A research team from Utrecht University in the Netherlands reported Monday in the journal Nature Communications that it had created a monoclonal antibody called 47D11 that is capable of neutralizing the coronavirus in laboratory tests.
Such drugs are manufactured not by chemists but by living cells growing in bioreactor vats and tend to be expensive; they must be given by injection. Even now, with little idea of whether their drugs will be shown safe and effective, researchers are thinking about how to increase production.
“It takes time to scale, and we’re already scaling,” said George Scangos, chief executive of Vir. “The problem with this whole approach is you have to scale before you know if your drug works. Because if you don’t [scale], and your drug works — now it’s a year before you can provide any reasonable number of doses, and that’s not a situation that anyone wants to be in.”
The fastest way to a coronavirus treatment would be to repurpose an existing drug with a long safety record. To that end, scientists are pulling many time-tested drugs off the shelf to see whether they show promise in laboratory experiments and are moving some into the clinic. But antibody treatments could provide a powerful and targeted way to quickly develop a new drug that not only treats the disease but also could prevent people from becoming ill.
Much of this research already has a head start based on experience with severe acute respiratory syndrome (SARS). Marasco developed a library of 27 billion human antibodies from blood samples taken from hospital staffers in the late 1990s, which he then used to develop experimental therapies for SARS and Middle East respiratory syndrome (MERS). Those therapies were licensed to companies, but government and commercial interest evaporated when those viral outbreaks petered out. Marasco is working now on antibody therapies for the novel coronavirus, confident that this time things will be different.
Winter’s part in the battle against coronavirus disease began in 2016, when researchers immunized her with spike proteins from MERS and SARS. Then they drew her blood and isolated antibodies, one of which showed potential for neutralizing MERS, and another of which neutralized SARS, said Daniel Wrapp, a co-author of the study and graduate student at the University of Texas at Austin.
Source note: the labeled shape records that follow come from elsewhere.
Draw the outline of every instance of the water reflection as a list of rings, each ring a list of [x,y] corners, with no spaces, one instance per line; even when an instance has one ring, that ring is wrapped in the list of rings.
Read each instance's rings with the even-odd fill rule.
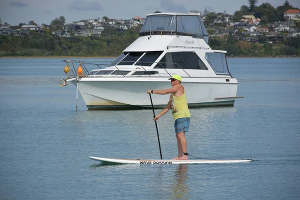
[[[172,194],[174,199],[188,199],[188,165],[178,164],[172,184]]]

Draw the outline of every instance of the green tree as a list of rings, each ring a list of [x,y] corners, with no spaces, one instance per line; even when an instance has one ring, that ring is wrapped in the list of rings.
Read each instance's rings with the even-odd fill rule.
[[[228,38],[227,38],[227,42],[232,44],[234,42],[234,38],[232,36],[232,32],[230,32],[229,34],[228,35]]]
[[[240,10],[237,10],[234,12],[234,15],[236,16],[235,20],[239,21],[242,18],[243,12]]]
[[[278,20],[278,10],[269,3],[263,3],[256,7],[255,16],[262,20],[262,24]]]
[[[242,5],[240,8],[240,10],[242,12],[242,14],[244,14],[245,13],[248,12],[250,11],[249,7],[245,5]]]
[[[21,46],[24,48],[30,48],[30,37],[28,34],[25,34],[22,38]]]
[[[220,46],[222,43],[218,39],[210,39],[208,40],[208,44],[212,46]]]
[[[292,5],[290,5],[287,0],[286,0],[282,6],[277,7],[276,9],[278,10],[279,20],[282,21],[284,20],[284,12],[288,10],[288,9],[293,8],[294,8]]]
[[[249,4],[249,10],[250,12],[254,11],[254,8],[256,6],[258,2],[258,0],[248,0],[248,4]]]
[[[266,42],[268,38],[266,36],[266,34],[264,34],[260,36],[258,39],[258,43],[264,44]]]
[[[66,22],[66,19],[64,16],[60,16],[58,18],[56,18],[50,23],[50,25],[60,25],[62,26]]]
[[[30,25],[34,25],[34,26],[38,26],[38,24],[32,21],[29,21],[29,24]]]
[[[207,10],[204,9],[204,11],[203,12],[203,15],[204,16],[207,16],[208,14],[210,13],[210,12],[208,10]]]
[[[225,50],[227,51],[227,54],[228,55],[238,55],[238,50],[233,44],[229,44],[224,48]]]
[[[205,20],[205,22],[206,24],[212,24],[214,22],[214,20],[216,18],[216,12],[210,12],[206,16],[206,18]]]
The Texas team, working with colleagues at the U.S. National Institutes of Health and Ghent University in Belgium, was trying to develop a universal vaccine for human coronaviruses, four of which are common and cause cold-like symptoms. While the researchers were hoping to find a single antibody that could target all the coronaviruses, the “consolation prize” was finding two that showed promise against MERS and SARS, Wrapp said.
They were writing up what they’d learned from Winter when the novel coronavirus emerged. They quickly got to work. Soon, they’d found that a new antibody — which they created by linking two copies of the llama antibody that had hindered the original SARS — was able to bind to and neutralize the novel coronavirus, known as SARS-CoV-2, Wrapp said.
“It’s interesting to have a renewed sense of urgency toward your work, because it could have such dramatic implications for vaccine development and therapeutic” treatments, Wrapp said.
If the small antibodies work in humans, their stability means they possibly could be delivered as treatment via an inhaler, Wrapp said. Larger monoclonal antibodies must be administered by injection.
Winter was randomly selected from her herd to participate in this research, noted Wrapp, who has never met the 4-year-old llama. Now, he said, “she’s kind of the superstar of this.”